Open access, not publishing, but research, is the only way to really educate people on what is going on. We need to show people what we are doing, what welfare steps we are taking. And we need to show people that we have hearts, that we don’t love to kill, and that, when it’s all over and we retire, we will be sorry to give up the search for knowledge and cures, but we will sigh with relief, because we will never have to hurt an animal again. What we do is necessary, it comes with the amazing highs of scientific discovery and the discovery of cures and treatments, but it comes with a price.
But with open access comes vulnerability. It is difficult to be open when there are people waiting to firebomb your car. It is difficult to share research methods when photos of your animals end up on the web, and when you end up labeled as a “vivisectionist”, and when information is released on where your kids go to school. When flyers are sent to your neighbors, telling horrible lies of how you torture your animals. When death threats appear in your email. For there to be open access, there must be trust. Demanding open access while vandalizing our work is NOT the way to foster trust.

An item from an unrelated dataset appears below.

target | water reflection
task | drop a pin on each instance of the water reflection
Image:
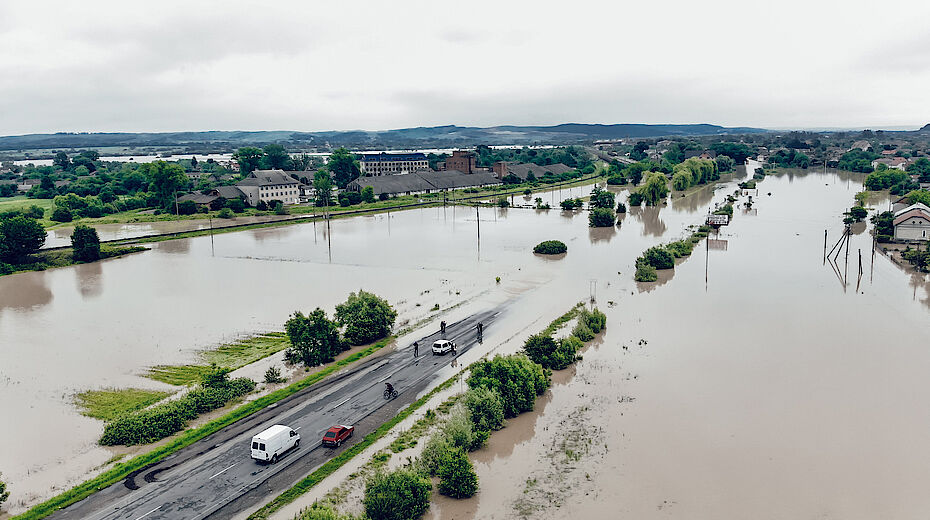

I can tell that, for Morrison, this was a brave book to write. He has already suffered the attacks of animal rights activists, and the publication of a book that passionately defends animal research may end up drawing more fire. He’s a brave man, and his message is important. But it’s a difficult book. No matter what view you hold, Morrison may make you mad. But he will also make you think. A dangerous pastime, but an important one.
“An Odyssey with Animals: A veterinarian’s reflections on the animal rights and welfare debate” by Adrian R. Morrison.